> For the complete documentation index, see [llms.txt](https://docs.hello-robot.com/llms.txt). Markdown versions of documentation pages are available by appending `.md` to page URLs; this page is available as [Markdown](https://docs.hello-robot.com/stretch4-ros2-repo/stretch_python_bridge.md).

# Stretch Python Bridge

The `stretch_python_bridge` package provides Python generators that allow simple, synchronous access to asynchronous ROS 2 topics like images, pointclouds, and TF transforms. This is particularly useful for quickly writing scripts or for integration into standard python loop structures without the need for explicitly setting up ROS2 subscriptions and callbacks for topics.

## Prerequisites

For the streams to work properly, ensure the primary robot nodes and Zenoh router are running in the background:

```bash
ros2 run rmw_zenoh_cpp rmw_zenohd
ros2 launch stretch_core stretch_driver.launch.py
ros2 launch stretch_core dual_hesai.launch.py
ros2 launch stretch_core luxonis.launch.py
ros2 launch stretch_core gripper_camera.launch.py
```

## Features

* **Generators for ROS 2 Topics**: Access the latest message from a topic directly without defining subscriptions or explicit callbacks.
* **Image Bridge**: Convert ROS 2 `sensor_msgs/Image` topis to NumPy arrays seamlessly.

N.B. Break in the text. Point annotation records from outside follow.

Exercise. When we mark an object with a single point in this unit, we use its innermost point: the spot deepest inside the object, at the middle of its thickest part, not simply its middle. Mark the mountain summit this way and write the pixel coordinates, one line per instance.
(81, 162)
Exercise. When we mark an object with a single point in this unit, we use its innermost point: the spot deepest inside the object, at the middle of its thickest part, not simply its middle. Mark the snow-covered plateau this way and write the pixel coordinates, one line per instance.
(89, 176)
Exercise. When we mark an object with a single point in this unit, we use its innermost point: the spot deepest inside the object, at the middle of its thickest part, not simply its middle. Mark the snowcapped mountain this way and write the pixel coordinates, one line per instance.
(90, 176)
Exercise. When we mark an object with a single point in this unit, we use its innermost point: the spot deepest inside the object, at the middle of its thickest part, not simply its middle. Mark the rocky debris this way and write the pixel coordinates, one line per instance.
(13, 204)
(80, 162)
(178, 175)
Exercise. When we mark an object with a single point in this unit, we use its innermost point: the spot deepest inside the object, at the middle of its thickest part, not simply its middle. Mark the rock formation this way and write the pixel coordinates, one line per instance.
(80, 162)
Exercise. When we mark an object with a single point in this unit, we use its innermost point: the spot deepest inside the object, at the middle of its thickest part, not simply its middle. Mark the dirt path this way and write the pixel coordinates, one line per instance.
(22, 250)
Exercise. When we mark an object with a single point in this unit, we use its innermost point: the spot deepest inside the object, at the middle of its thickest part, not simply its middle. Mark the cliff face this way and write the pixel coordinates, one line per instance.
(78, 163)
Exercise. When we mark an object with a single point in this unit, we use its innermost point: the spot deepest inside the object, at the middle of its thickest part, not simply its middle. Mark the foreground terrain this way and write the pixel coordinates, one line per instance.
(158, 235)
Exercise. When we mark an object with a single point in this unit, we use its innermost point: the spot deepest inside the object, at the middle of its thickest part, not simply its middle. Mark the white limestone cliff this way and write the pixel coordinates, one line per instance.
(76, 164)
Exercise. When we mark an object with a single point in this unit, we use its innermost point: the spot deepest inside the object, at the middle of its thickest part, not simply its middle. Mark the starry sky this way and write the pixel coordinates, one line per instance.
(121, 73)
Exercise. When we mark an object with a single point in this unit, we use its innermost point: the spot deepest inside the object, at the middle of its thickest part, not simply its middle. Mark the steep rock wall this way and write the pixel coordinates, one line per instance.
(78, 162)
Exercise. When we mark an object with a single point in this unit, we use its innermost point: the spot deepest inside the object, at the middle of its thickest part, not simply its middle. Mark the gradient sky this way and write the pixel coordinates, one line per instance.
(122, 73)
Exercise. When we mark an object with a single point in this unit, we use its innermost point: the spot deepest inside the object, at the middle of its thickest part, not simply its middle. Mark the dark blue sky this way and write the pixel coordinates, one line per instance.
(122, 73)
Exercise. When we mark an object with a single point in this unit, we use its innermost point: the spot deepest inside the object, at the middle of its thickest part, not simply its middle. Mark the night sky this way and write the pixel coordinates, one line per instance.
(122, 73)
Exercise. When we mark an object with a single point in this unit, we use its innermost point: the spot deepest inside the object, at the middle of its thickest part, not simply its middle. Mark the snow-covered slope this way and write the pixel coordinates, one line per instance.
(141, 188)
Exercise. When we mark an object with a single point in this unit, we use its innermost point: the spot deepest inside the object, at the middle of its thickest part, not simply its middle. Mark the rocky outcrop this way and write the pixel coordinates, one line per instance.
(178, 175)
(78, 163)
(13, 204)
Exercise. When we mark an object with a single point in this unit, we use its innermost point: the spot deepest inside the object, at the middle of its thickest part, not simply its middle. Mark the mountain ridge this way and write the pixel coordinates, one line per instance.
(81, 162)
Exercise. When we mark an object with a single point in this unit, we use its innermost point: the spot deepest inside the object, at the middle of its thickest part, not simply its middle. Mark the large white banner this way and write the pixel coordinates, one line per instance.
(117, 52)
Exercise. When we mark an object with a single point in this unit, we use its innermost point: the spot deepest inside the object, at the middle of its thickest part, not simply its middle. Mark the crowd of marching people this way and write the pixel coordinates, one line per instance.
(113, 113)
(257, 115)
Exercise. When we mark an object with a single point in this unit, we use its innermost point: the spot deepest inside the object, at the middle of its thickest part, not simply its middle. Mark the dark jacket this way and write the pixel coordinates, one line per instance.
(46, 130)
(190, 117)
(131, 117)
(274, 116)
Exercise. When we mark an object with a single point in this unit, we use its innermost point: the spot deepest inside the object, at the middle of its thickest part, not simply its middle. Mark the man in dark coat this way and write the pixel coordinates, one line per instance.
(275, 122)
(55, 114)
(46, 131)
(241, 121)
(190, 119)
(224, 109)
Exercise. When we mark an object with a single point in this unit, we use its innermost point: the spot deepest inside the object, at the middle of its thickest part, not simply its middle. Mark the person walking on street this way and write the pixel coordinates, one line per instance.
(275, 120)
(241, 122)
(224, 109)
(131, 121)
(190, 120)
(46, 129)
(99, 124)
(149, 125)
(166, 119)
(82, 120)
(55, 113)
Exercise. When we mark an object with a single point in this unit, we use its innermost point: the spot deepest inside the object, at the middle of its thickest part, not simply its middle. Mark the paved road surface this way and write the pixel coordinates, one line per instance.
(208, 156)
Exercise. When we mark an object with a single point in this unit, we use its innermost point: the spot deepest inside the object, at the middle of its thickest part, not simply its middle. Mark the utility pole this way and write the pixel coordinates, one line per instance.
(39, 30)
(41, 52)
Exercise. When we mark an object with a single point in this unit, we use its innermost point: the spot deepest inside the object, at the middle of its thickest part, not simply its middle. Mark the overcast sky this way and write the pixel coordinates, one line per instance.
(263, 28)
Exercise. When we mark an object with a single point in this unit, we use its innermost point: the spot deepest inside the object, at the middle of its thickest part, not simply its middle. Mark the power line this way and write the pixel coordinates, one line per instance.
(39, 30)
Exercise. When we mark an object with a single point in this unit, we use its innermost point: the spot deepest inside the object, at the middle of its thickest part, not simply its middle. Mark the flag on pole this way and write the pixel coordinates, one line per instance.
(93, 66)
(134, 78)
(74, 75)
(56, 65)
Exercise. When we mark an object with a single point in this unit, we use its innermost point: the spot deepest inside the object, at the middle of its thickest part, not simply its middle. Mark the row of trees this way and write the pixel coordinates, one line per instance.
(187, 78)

Yields a numpy array.
* **PointCloud2 Bridge**: Convert ROS 2 `sensor_msgs/PointCloud2` streams to structured NumPy arrays, making it easy to access fields like x, y, z, and intensity. Yields a numpy array.
* **Transforms Bridge**: Query TF2 transforms asynchronously and yield the 4x4 homogenous transformation matrix from a base frame to a target frame. Yields a 4x4 tracking numpy ndarray.
* **CameraInfo Bridge**: Convert `sensor_msgs/CameraInfo` streams to fetch identical timestamped intrinsic parameter arrays cleanly.
* **IMU Bridge**: Convert `sensor_msgs/Imu` streams to fetch identical timestamped IMU data arrays cleanly.

## Installation

This package is a standard `ament_python` package. Compile the ROS workspace with `colcon build`:

```bash
cd ~/ament_ws
colcon build --packages-select stretch_python_bridge
source install/setup.bash
```

## Typical usage

## Prepared Methods for Known Topics

To make scripts exceptionally concise, all primary robot cameras and lidars have prepared wrapper methods inside the module export that stream the payloads locally. They natively support `(timeout: float | None = 10.0, blocking: bool = True)`.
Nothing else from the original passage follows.